Ni siquiera podría seguir llevándole la correspondencia a lord Carlisle para que la enviara por ella. Sus abuelos no le habían quitado el ojo de encima desde el momento de la firma del contrato. Y tampoco iba a toparse con él casualmente, incluso si podía salir de la casa. De acuerdo con la sección sensacionalista de los periódicos, lord Carlisle no había sido visto en semanas. Grace bajó la frente sobre su escritorio y suspiró.

¿Sería eso también culpa suya? ¿No tendría más tiempo para asistir a ningún evento? ¿O simplemente se habría quedado sin dinero? Ella podía imaginarlo fácilmente renunciando a todas las comodidades y diversiones con el fin de ahorrar sus monedas de un centavo una vez que se hubieran casado.

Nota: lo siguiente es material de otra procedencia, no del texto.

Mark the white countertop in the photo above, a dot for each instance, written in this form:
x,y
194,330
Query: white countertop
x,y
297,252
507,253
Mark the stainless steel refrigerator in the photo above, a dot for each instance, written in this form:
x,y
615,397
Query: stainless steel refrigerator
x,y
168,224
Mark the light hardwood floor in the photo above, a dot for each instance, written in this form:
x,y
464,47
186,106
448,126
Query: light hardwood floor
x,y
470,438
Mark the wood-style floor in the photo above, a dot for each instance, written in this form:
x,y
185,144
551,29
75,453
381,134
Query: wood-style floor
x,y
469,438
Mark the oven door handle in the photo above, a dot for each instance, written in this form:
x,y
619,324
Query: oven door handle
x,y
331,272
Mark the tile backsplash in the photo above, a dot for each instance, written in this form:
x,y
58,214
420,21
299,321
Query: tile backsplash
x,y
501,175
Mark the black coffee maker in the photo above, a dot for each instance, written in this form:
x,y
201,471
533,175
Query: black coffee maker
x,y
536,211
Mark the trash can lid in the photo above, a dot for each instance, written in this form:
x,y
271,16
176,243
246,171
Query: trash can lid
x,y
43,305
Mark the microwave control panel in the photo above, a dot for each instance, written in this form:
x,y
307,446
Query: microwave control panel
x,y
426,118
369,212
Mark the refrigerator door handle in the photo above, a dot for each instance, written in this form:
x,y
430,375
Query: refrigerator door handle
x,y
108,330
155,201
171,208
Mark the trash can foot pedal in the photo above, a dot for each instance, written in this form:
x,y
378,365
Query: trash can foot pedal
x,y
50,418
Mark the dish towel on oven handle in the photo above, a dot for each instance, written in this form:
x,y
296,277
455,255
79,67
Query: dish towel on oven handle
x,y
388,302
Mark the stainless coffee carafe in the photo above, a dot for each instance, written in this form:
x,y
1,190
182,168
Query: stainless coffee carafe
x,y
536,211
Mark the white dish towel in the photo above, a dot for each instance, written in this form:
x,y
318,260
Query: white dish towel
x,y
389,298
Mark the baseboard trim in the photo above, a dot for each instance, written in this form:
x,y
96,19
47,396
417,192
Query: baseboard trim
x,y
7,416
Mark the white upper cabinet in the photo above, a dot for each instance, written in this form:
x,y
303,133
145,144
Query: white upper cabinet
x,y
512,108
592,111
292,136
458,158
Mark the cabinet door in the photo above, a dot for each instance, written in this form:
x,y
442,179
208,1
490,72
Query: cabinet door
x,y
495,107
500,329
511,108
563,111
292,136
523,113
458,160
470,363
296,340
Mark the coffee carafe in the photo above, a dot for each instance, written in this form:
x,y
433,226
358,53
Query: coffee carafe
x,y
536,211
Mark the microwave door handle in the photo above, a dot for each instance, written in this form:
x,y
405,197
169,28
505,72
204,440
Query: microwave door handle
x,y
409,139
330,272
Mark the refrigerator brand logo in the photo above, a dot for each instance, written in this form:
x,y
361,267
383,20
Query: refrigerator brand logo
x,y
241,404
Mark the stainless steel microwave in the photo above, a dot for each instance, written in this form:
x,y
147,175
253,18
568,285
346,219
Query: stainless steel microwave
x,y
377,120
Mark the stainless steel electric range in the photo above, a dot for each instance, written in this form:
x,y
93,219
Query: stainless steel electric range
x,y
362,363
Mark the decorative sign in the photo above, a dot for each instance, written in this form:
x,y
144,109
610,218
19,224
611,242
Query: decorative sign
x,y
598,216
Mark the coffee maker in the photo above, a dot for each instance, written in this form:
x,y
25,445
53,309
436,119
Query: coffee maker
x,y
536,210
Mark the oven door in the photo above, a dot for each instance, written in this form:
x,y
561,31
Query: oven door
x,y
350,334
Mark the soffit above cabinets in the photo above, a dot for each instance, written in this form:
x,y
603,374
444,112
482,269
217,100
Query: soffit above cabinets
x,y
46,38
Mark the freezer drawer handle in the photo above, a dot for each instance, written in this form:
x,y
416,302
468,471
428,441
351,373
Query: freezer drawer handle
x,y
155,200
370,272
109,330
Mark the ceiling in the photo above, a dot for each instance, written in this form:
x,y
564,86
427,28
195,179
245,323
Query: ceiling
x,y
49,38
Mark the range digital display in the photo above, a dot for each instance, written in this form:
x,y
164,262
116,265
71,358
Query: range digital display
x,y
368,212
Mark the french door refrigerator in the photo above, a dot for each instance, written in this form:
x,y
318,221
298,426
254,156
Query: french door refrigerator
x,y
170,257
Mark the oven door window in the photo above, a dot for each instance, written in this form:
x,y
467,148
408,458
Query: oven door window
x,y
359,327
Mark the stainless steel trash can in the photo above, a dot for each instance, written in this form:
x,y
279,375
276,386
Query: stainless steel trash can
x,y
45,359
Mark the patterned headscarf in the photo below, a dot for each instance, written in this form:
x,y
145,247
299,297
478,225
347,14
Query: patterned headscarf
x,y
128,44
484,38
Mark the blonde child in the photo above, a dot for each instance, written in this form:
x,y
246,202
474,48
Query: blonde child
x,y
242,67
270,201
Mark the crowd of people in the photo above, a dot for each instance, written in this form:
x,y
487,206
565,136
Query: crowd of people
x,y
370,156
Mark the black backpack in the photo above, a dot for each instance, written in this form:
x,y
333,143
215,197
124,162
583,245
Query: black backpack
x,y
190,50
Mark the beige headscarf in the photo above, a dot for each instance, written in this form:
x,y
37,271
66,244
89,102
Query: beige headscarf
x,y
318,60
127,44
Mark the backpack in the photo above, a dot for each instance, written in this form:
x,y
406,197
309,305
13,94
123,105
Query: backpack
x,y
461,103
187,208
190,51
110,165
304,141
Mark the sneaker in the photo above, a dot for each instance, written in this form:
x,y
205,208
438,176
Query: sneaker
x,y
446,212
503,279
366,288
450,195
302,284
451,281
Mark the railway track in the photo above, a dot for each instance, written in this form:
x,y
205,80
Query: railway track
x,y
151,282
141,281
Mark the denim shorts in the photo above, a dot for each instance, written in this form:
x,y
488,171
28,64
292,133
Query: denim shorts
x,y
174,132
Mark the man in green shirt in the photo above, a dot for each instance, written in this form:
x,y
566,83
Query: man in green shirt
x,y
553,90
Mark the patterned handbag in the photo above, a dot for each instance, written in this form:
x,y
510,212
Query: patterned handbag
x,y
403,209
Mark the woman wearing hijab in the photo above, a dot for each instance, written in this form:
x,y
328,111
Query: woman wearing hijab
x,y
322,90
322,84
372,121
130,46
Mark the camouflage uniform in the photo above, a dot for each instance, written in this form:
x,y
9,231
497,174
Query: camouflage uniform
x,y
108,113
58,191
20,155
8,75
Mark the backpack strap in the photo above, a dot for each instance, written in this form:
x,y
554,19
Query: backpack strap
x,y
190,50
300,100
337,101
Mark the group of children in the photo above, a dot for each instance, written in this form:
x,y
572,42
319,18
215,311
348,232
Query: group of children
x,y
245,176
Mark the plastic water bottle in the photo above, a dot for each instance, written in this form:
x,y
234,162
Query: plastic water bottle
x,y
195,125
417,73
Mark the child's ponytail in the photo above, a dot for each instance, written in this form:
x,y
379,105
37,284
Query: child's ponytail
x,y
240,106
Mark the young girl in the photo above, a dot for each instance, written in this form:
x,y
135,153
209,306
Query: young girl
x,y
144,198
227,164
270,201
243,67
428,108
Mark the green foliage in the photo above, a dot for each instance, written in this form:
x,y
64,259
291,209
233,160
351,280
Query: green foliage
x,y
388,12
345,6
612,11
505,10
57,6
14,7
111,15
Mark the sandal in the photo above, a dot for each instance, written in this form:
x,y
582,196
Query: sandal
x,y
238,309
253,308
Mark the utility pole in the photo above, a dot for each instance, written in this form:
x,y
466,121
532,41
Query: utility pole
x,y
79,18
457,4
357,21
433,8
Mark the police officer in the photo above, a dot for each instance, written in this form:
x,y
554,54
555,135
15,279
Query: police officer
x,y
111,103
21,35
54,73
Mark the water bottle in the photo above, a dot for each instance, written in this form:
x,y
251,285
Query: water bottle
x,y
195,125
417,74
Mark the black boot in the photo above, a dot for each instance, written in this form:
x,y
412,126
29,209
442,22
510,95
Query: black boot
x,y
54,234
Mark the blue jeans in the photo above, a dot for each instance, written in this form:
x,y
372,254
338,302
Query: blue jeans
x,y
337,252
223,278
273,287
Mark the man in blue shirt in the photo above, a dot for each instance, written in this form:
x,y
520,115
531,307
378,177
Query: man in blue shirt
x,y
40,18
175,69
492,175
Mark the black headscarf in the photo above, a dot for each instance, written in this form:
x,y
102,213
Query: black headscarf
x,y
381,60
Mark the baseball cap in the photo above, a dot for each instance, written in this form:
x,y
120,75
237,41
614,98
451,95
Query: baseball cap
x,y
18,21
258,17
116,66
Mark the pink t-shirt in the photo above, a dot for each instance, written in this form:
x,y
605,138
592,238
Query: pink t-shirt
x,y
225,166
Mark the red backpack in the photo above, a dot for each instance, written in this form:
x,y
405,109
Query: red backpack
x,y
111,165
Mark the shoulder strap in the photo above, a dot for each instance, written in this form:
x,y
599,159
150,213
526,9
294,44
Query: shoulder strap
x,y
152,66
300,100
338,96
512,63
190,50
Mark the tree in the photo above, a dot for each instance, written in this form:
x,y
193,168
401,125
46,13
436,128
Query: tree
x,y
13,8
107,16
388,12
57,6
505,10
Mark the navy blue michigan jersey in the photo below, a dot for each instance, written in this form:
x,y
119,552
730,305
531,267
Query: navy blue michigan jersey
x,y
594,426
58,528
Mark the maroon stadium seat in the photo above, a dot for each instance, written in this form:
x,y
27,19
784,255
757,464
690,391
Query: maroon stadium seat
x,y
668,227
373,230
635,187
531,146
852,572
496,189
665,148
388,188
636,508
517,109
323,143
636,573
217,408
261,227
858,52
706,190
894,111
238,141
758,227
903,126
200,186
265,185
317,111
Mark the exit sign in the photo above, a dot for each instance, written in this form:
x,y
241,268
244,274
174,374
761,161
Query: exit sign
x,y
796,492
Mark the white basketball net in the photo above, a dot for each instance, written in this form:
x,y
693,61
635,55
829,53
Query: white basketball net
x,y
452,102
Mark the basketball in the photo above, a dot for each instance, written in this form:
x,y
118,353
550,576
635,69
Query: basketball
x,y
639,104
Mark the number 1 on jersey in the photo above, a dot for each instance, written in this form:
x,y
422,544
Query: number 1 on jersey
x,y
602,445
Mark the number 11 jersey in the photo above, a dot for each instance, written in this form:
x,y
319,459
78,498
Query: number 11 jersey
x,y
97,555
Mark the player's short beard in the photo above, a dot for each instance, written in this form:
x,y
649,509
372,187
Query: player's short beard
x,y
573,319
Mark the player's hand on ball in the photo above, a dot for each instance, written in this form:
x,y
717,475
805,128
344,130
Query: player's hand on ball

Su barbilla se hundió en su pecho. En momentos como este, Grace echaba de menos a su madre tan desesperadamente que sentía su corazón vacío y un anhelo interminable. Su madre la abrazaría, le diría lo mucho que la quería y no la soltaría nunca. Pero mamá no estaba aquí. Ella ni siquiera sabía si estaría viva. La primera oportunidad de navegar de vuelta a América no sería hasta la próxima semana. Hasta el día después de la boda.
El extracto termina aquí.